報道によると、亡くなった男子生徒が通っていた中学校では、一日の出来事について、生徒と担任がやり取りする「生活記録ノート」がある。このノートの中で、男子生徒は次のように、いじめについて訴えていた。
「なぐられたり、けられたり、首しめられたり」
「生きるのにつかれてきた。氏(死)んでいいですか」
「ボクがいつ消えるかはわかりません。もう市(死)ぬ場所はきまってるんですけどね」
担任も内容を確認していたとされるが、学校側は今回のノートの内容について、「担任から報告がなかった」「いじめがあった認識はない」と説明しているという。男子生徒の自殺後、担任は病欠しており、どのような対応をとっていたのかなど、全体像は詳しくわかっていない。
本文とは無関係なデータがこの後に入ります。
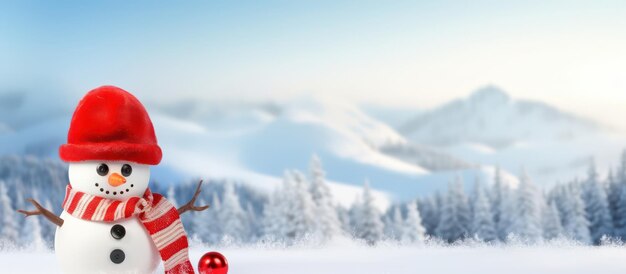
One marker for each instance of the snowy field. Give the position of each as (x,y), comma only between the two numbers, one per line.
(383,260)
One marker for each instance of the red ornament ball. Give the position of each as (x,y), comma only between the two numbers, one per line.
(213,263)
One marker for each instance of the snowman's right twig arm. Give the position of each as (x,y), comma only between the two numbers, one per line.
(42,211)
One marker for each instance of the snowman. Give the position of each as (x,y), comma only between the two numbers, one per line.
(111,221)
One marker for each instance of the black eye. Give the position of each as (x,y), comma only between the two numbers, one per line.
(127,170)
(103,169)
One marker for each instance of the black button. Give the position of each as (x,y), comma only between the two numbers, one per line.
(117,256)
(118,231)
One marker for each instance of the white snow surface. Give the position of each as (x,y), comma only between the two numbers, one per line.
(383,260)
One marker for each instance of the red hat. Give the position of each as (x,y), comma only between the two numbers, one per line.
(111,124)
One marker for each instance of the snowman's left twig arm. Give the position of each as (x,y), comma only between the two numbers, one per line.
(189,206)
(42,211)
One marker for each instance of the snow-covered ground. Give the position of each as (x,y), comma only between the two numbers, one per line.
(383,260)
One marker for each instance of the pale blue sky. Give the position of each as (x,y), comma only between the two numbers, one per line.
(397,53)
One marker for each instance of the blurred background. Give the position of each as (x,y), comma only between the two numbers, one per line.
(405,95)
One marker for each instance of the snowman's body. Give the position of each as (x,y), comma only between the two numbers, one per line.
(87,247)
(122,246)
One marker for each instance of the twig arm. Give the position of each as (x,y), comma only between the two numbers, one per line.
(189,206)
(40,210)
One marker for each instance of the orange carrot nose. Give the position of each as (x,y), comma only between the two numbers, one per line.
(116,180)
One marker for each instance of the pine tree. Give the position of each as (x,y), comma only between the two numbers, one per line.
(575,224)
(274,215)
(596,207)
(454,224)
(619,199)
(396,223)
(613,189)
(528,218)
(503,207)
(9,227)
(430,213)
(201,222)
(254,224)
(369,225)
(327,221)
(413,231)
(552,228)
(215,232)
(483,226)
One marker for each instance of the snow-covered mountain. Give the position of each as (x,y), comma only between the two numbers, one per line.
(256,142)
(490,117)
(490,127)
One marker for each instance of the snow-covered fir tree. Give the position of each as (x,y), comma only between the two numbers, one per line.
(618,198)
(572,208)
(290,212)
(503,206)
(413,231)
(455,219)
(552,228)
(274,213)
(527,223)
(483,226)
(201,222)
(10,229)
(596,207)
(395,225)
(368,223)
(254,223)
(429,211)
(326,219)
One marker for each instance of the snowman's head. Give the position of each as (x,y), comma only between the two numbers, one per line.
(118,180)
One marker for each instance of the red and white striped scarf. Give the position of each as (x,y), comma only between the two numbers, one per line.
(158,216)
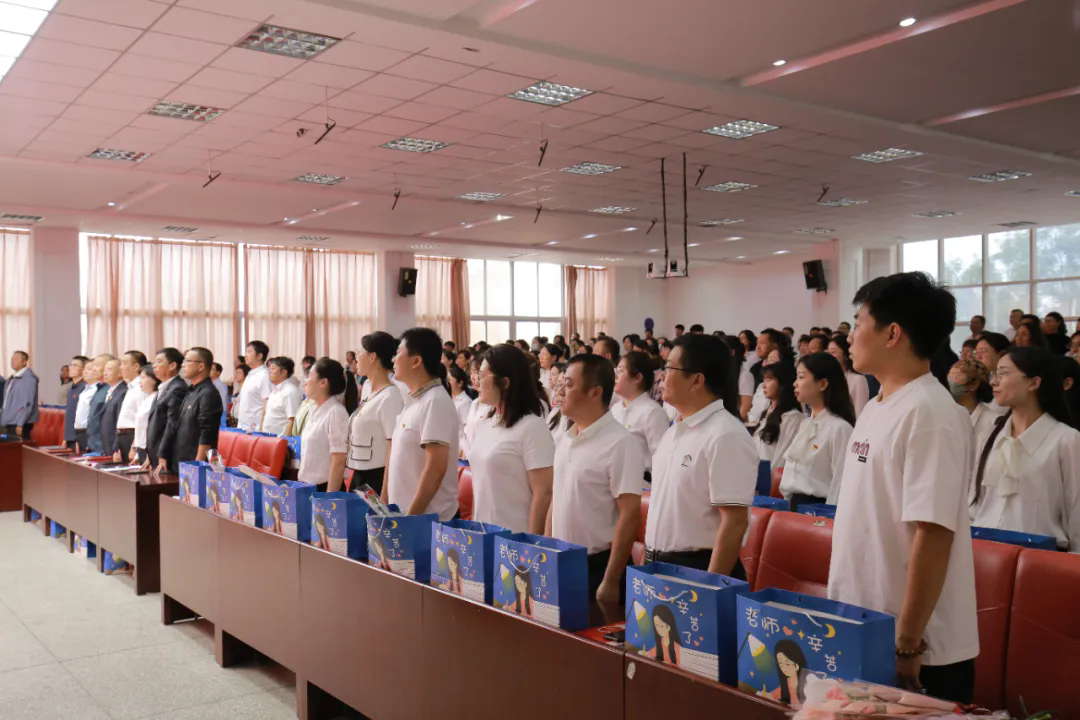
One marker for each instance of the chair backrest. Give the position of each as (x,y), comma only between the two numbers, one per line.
(795,554)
一般論として、教師や学校が「いじめ」を見過ごした場合、どんな責任があるのだろうか。西口竜司弁護士に聞いた。
●国家賠償法にもとづく賠償責任がある
「今回の報道を聞いて、『なぜ』という言葉しか浮かんできませんでした。先生は気付いていたはずなんです。何かできることがあったはずなんです」
西口弁護士はこのように述べる。一般論として、いじめ自殺が起きた場合、教師や学校の法的責任はどうなっているのだろうか。
「教師や学校に対して、刑事上の責任を追及することは難しいと思います。
そこで遺族としては、国公立学校の場合、学校側に対して、損害賠償請求(国家賠償法1条1項)をしていくことになります。
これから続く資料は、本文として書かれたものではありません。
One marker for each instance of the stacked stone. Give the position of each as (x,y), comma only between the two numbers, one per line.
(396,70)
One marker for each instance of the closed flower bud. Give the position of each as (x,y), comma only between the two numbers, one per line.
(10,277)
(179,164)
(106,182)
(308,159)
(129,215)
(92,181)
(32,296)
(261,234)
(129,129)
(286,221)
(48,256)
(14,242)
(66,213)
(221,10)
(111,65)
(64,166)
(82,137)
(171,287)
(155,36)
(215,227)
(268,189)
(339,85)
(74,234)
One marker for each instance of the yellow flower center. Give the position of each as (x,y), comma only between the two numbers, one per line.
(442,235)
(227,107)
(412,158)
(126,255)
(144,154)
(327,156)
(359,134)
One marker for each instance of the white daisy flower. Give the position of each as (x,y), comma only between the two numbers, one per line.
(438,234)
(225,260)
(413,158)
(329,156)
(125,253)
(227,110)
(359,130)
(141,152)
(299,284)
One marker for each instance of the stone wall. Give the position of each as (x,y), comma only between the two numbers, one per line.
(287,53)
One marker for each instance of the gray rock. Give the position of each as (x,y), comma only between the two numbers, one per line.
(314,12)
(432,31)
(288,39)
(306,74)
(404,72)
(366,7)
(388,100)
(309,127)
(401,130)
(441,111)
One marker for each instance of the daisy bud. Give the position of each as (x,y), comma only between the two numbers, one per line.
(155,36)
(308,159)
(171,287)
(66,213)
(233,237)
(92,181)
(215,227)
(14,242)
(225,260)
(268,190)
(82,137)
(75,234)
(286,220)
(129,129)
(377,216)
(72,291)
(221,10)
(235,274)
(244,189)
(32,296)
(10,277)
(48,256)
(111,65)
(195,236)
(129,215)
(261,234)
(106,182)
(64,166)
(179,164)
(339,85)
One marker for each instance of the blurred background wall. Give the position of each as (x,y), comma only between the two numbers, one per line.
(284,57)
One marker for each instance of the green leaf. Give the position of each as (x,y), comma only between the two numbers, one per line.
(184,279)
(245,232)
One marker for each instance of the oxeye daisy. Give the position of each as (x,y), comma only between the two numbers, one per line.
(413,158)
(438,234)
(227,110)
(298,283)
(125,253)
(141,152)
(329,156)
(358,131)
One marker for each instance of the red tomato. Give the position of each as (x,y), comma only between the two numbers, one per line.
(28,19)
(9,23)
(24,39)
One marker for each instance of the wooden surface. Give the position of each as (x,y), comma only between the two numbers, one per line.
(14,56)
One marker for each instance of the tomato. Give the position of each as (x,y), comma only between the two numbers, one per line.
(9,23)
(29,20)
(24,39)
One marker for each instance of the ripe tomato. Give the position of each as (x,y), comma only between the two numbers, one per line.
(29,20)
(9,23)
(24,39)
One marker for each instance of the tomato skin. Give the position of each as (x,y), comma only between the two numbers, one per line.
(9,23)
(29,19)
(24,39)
この法律では、公務員が故意または過失によって他人に損害を与えた場合、国または自治体が賠償責任を負いますが、公務員個人は賠償責任を負わないとされています。つまり、教師に対して、直接、損害賠償を求めることはできません」
どのようなポイントがあるのだろうか。
「損害賠償を求めるにあたって難しいのは、『生徒が自殺することまで予見できたのか』という問題です。
このような予見可能性は『認められない』とした判決が非常に多いのも事実です」
●「お金で解決できるものではないが・・・」
今回のケースでは、男子生徒が担任の教師に対して、生活記録ノートで「SOS」を出していたとされるが・・・。
「生徒が教師に、いじめの事実を申告したり、『死にたい』という言葉を伝えている場合、予見可能性が認められると考えられます。おそらく、学校に対する損害賠償請求は認められることになるでしょう。
もちろん、お金で解決できるものではありませんが・・・」
これまでも、学校でのいじめは、何度も繰り返し、社会的な問題になっている。
「いじめの問題は深刻です。弁護士として、お伝えしたいのは、いじめに苦しんでいる人の味方となる制度がいくつかあるということです。
たとえば、24時間いじめ相談ダイヤル(0570-0-78310)で相談して下さい。弁護士に相談して下さい。できることはあります。今後このような問題が発生しないことを祈るばかりです」
西口弁護士はこのように述べていた。